Cada creyente tiene el poder del Espíritu Santo.

Cada creyente verdadero tiene el Espíritu Santo dentro de él.

El poder del Dios todopoderoso que creó todas las cosas y el mismo poder en el que se movió Jesús en esta tierra está dentro suyo.

El más pequeño de todos los verdaderos cristianos tiene el poder de mover montañas, de detener ejércitos o de levantar a los muertos en el momento y en el tiempo de Dios.

(Lucas 4:14)

Y Jesús volvió en el poder del Espíritu Santo a Galilea.

(Hechos 1:8)

Recibiréis poder, cuando haya venido sobre vosotros el Espíritu Santo.

(1 Corintios 6:17)

La persona que se une al Señor es un solo espíritu con él.

(1 Corintios 6:19)

¿No se dan cuenta de que su cuerpo es el templo del Espíritu Santo, quien vive en ustedes y les fue dado por Dios?

MI TAREA ES HACER QUE CADA CRISTIANO SE DE CUENTA DE ESO y comience a actuar en la esfera sobrenatural. En el poder del Espíritu Santo.

La seguridad de un cristiano:

Medite en estas cosas:

(Juan 10:27) Jesús dijo:

Mis ovejas oyen mi voz, y yo las conozco, y me siguen,

(Juan 10:28)

y yo les doy vida eterna; y no perecerán jamás, ni nadie las arrebatará de mi mano.

(Juan 10:29)

Mi Padre que me las dio, es mayor que todos, y nadie las puede arrebatar de la mano de mi Padre.

Somos ovejas de Dios, cuidadas por El.

El permitió que oigamos la voz de Jesús, que sepamos que esa es la voz de El y que El es nuestro Pastor y que tomemos la decisión de seguirle.

Jesús nos da como regalo la vida eterna para siempre.

Estamos tomados de la mano por Jesús. (No es que nosotros nos agarramos de su mano el agarró la nuestra).

Dios nuestro Padre nos llevó a Jesús para que seamos salvos.
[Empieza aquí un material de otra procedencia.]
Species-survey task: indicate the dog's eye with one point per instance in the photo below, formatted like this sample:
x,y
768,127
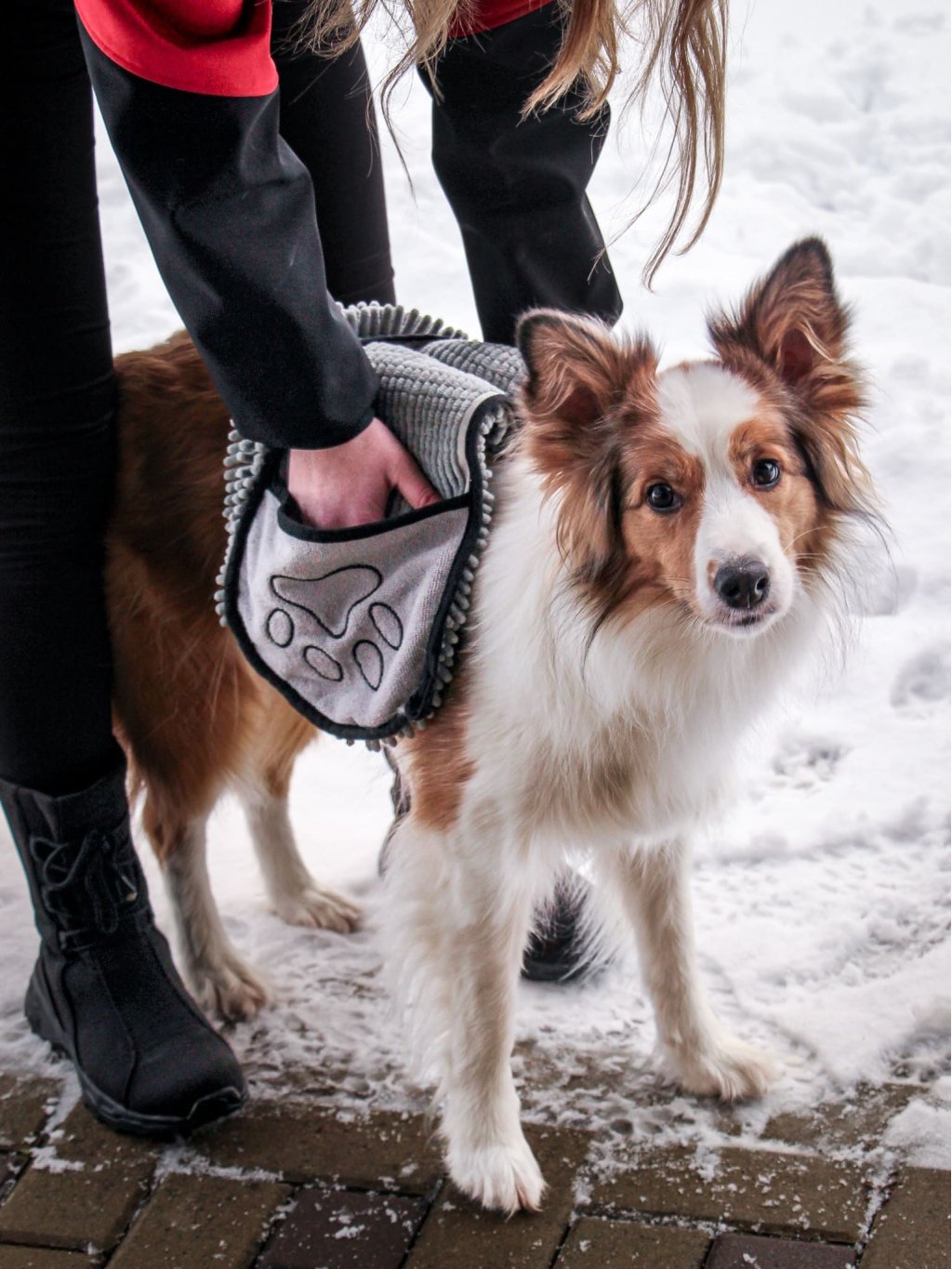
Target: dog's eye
x,y
662,497
765,473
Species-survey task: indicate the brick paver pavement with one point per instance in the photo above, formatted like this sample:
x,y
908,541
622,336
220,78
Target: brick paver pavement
x,y
296,1186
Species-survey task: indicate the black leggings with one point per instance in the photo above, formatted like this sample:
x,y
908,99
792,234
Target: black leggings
x,y
56,377
517,185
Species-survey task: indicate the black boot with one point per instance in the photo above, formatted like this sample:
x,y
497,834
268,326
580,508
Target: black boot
x,y
104,990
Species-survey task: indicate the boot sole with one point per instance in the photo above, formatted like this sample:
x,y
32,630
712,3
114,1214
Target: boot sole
x,y
113,1115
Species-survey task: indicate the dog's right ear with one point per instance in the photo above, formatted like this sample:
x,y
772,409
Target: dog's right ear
x,y
576,371
583,392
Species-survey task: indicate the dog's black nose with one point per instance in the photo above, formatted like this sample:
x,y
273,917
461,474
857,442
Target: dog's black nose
x,y
743,583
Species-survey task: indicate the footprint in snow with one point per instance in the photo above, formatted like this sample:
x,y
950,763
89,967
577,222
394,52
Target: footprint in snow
x,y
803,761
923,681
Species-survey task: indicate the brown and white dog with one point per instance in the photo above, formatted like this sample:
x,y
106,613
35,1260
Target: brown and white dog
x,y
666,546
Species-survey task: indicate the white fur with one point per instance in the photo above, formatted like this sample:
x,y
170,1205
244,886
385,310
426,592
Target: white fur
x,y
660,698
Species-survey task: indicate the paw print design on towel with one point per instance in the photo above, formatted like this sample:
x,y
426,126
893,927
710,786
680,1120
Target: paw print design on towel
x,y
322,615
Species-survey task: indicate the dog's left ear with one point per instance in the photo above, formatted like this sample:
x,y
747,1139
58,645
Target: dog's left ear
x,y
792,319
794,324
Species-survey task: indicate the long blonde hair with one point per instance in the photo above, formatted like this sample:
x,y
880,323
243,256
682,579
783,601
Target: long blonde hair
x,y
683,49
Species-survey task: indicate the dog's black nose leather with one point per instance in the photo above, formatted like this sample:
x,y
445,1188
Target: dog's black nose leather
x,y
743,583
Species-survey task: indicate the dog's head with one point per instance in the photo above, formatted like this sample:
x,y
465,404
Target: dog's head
x,y
719,487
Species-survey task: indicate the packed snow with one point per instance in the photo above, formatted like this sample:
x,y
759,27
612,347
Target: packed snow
x,y
822,903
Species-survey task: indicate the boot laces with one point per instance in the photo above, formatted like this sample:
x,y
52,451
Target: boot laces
x,y
87,886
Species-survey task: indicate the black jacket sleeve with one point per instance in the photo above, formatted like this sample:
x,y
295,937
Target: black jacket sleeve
x,y
229,214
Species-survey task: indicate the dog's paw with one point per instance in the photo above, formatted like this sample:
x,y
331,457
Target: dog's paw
x,y
319,909
501,1177
229,989
728,1069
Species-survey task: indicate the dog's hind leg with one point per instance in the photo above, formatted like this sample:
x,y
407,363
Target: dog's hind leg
x,y
457,915
704,1057
292,891
221,981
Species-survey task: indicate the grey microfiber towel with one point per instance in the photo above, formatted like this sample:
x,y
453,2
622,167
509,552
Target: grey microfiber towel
x,y
358,628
Nos dio a nosotros a Jesús. Todo comenzó con Dios nuestro Padre.

Estamos tomados también de la mano del Padre (El Dios Omnipotente).

Entonces podemos decir con confianza y seguridad:

(Romanos 8:38)

Y estoy convencido de que nada podrá jamás separarnos del amor de Dios. Ni la muerte ni la vida, ni ángeles ni demonios, ni nuestros temores de hoy ni nuestras preocupaciones de mañana.

Ni siquiera los poderes del infierno pueden separarnos del amor de Dios.

(Romanos 8:39)

Ningún poder en las alturas ni en las profundidades, de hecho, nada en toda la creación podrá jamás separarnos del amor de Dios, que está revelado en Cristo Jesús nuestro Señor.